I can’t even keep track any longer.
It’s been well documented here on Premium Hollywood that I’m not exactly a fan of the show, and I’ve held that position since the very beginning. Granted, I’ve only watched a couple of episodes (though I do have every intention of watching the Season 1 DVD set when it’s released), but even those were enough to see that the series provides a really awful example of teenage lifestyles in the big city…and, even worse, those lifestyles are painted as being something to emulate as often as not. But when The CW decided to use this ad campaign to trumpet the return of the series’ first new episodes after the WGA strike, it seemed evident that they had nothing but contempt for concerned parents, anyway:

I mean, really, don’t tell me there aren’t kids seeing those ads and asking, “Mommy, Daddy, what does ‘OMFG’ mean?” Personally, I’m not looking forward to coming up with an all-new acronym invention on the fly. (“Why, sweetie, aren’t you familiar with the Oddly Melancholy Fat Giant?”)

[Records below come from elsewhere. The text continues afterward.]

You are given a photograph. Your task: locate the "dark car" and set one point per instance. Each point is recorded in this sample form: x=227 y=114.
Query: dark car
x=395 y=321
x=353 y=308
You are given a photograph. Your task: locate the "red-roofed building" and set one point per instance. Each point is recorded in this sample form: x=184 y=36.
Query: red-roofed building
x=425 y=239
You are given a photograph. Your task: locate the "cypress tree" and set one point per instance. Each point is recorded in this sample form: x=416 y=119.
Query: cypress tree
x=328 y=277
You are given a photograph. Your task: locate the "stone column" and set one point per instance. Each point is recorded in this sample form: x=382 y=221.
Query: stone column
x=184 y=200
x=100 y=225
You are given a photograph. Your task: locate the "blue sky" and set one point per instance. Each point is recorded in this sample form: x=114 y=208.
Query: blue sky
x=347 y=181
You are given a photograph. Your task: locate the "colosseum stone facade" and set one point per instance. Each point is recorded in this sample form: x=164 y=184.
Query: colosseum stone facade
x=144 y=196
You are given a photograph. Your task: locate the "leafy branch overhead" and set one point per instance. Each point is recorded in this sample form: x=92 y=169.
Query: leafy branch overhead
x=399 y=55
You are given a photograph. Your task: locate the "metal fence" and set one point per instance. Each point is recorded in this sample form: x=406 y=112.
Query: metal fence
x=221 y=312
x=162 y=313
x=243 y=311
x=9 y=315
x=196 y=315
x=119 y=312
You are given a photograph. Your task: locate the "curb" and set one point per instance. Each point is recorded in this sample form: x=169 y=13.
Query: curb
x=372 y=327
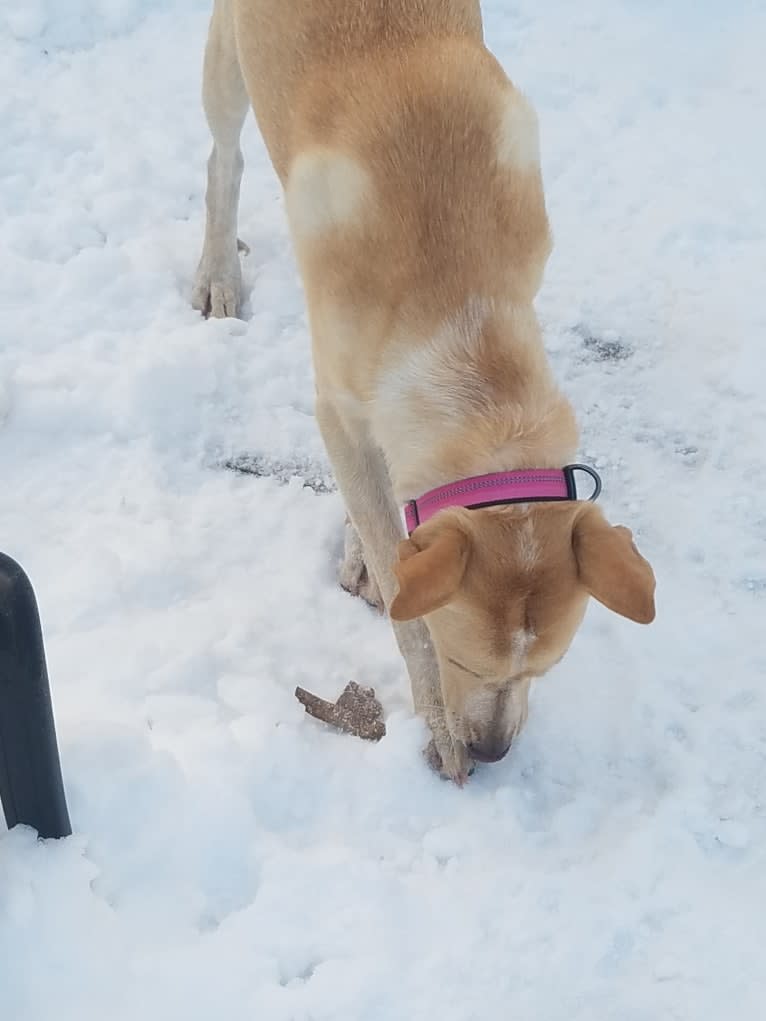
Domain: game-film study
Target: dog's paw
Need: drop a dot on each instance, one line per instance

Given this contempt, it should come as no real surprise that the network has continued with this theme with their newest promotion for the upcoming Season 2 premiere, using billboards which bear phrases from the show’s reviews, including The Boston Herald’s “Every Parent’s Nightmare,” The New York Post’s “A Nasty Piece of Work,” and the Parents Television Council’s “Mind-Blowingly Inappropriate.”

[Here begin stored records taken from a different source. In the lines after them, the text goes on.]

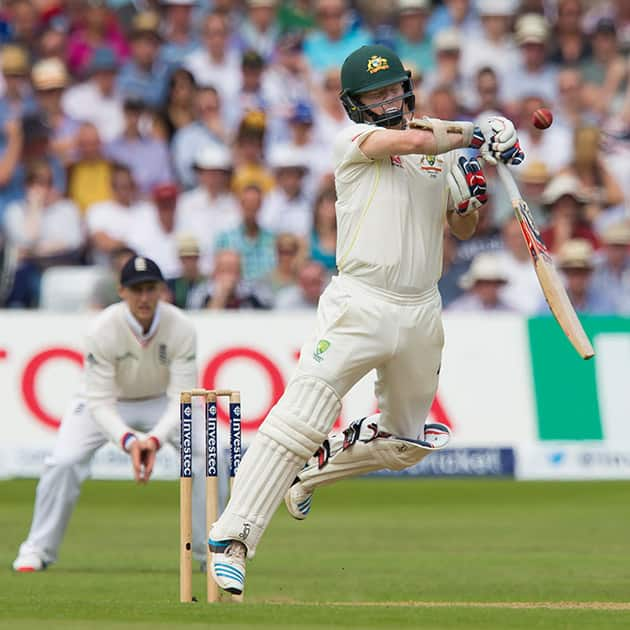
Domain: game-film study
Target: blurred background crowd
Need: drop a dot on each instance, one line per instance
(199, 134)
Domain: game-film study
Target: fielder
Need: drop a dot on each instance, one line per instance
(397, 179)
(139, 355)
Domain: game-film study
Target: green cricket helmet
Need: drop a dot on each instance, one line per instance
(370, 68)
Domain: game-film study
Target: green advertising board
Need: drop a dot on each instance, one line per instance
(568, 390)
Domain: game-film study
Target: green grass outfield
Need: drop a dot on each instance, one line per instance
(373, 554)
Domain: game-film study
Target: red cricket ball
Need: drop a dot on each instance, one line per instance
(542, 118)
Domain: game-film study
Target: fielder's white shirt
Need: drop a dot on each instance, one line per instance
(123, 364)
(390, 215)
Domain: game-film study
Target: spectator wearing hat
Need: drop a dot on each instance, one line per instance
(533, 75)
(44, 226)
(616, 10)
(454, 14)
(522, 290)
(17, 100)
(598, 184)
(217, 62)
(50, 79)
(553, 146)
(97, 27)
(287, 208)
(252, 95)
(144, 76)
(179, 108)
(334, 38)
(185, 289)
(259, 30)
(110, 224)
(482, 284)
(154, 232)
(570, 45)
(323, 240)
(612, 266)
(96, 100)
(251, 168)
(105, 291)
(23, 23)
(412, 43)
(329, 118)
(145, 155)
(494, 46)
(287, 79)
(607, 69)
(565, 203)
(254, 244)
(210, 208)
(577, 104)
(576, 262)
(179, 38)
(487, 93)
(27, 141)
(311, 281)
(89, 175)
(289, 256)
(227, 289)
(207, 129)
(447, 46)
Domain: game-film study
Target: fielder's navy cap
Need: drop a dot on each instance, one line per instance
(139, 269)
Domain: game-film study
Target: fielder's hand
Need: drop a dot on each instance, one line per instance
(467, 185)
(500, 141)
(143, 458)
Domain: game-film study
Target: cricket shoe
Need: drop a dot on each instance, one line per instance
(228, 564)
(437, 434)
(298, 500)
(28, 563)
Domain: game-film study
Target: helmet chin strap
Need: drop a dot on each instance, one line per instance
(390, 118)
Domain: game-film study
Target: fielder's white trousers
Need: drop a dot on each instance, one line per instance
(401, 337)
(68, 466)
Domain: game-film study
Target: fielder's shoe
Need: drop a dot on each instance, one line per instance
(228, 564)
(28, 563)
(298, 501)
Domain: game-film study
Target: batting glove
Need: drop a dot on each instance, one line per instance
(467, 186)
(501, 142)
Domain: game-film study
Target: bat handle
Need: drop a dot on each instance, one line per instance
(506, 177)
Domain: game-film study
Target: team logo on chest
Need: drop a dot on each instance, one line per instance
(432, 165)
(162, 357)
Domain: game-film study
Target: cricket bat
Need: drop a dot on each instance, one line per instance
(550, 282)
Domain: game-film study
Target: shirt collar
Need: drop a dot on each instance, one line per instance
(136, 328)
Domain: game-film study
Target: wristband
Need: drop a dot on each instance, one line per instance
(127, 439)
(156, 441)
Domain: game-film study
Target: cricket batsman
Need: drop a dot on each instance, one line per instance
(397, 179)
(139, 355)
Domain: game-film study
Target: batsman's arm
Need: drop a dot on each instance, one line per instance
(432, 137)
(463, 226)
(101, 395)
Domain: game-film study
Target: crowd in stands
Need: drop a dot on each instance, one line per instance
(199, 134)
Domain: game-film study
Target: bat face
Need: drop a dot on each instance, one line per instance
(550, 282)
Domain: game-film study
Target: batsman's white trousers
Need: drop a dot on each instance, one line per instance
(79, 437)
(360, 328)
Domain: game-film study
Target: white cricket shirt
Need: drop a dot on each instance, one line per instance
(390, 215)
(123, 364)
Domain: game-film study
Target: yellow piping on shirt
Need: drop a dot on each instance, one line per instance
(377, 178)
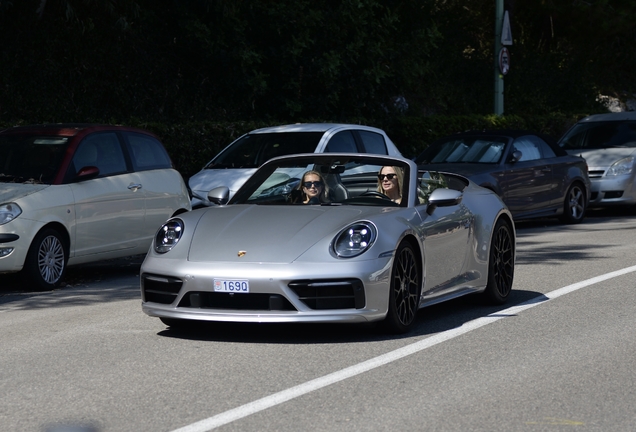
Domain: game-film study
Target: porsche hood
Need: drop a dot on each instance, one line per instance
(247, 233)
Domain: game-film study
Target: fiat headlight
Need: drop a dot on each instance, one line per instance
(168, 235)
(8, 212)
(623, 166)
(355, 239)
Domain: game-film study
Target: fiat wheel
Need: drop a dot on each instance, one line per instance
(46, 260)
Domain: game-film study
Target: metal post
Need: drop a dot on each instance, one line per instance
(499, 12)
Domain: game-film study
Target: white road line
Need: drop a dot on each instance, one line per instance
(318, 383)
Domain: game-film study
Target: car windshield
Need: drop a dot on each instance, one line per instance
(252, 150)
(600, 135)
(324, 180)
(485, 150)
(30, 159)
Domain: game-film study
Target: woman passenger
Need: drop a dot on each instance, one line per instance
(390, 180)
(313, 189)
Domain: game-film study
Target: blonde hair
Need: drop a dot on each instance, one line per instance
(400, 176)
(325, 189)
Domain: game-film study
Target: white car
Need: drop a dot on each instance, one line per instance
(239, 160)
(72, 194)
(608, 144)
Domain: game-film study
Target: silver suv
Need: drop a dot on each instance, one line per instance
(608, 144)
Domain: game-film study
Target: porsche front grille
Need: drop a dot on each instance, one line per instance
(330, 294)
(232, 301)
(160, 289)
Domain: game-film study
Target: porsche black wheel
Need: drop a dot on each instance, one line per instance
(404, 292)
(46, 260)
(501, 263)
(575, 204)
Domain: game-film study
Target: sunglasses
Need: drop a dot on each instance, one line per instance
(388, 176)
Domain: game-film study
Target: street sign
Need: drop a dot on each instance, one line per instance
(504, 60)
(506, 33)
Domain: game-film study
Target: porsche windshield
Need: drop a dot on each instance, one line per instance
(327, 181)
(30, 159)
(464, 150)
(252, 150)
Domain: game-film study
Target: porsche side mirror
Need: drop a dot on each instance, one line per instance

Steve Johnson of The Chicago Tribune says, “Let’s trust that any real-world kid with half an upbringing understands that what goes on in this show, and in its advertisements, is a cartoon extreme, meant to entertain rather than instruct,” and I’d like to think that I’m providing my daughter with that kind of safety net. But, then, I had a great upbringing, and I still grew up being sorely disappointed that high school didn’t play out like it did on TV and in the movies. Given that “Gossip Girl” just won a slew of Teen Choice Awards, I sense that the same thing’s going to happen with today’s kids, where they’re left thinking that what they see on that show is what’s cool…or, more likely, the cool kids will try to make stuff they’ve seen on “Gossip Girl” come to life in their own schools, and the peer pressure to live up those cool kids will inevitably trickle down to the other kids.
In other words, my child may be doomed…and if she is, I’m totally blaming “Gossip Girl.” (If she isn’t, though, I’m patting myself and my wife on the back for being good parents.)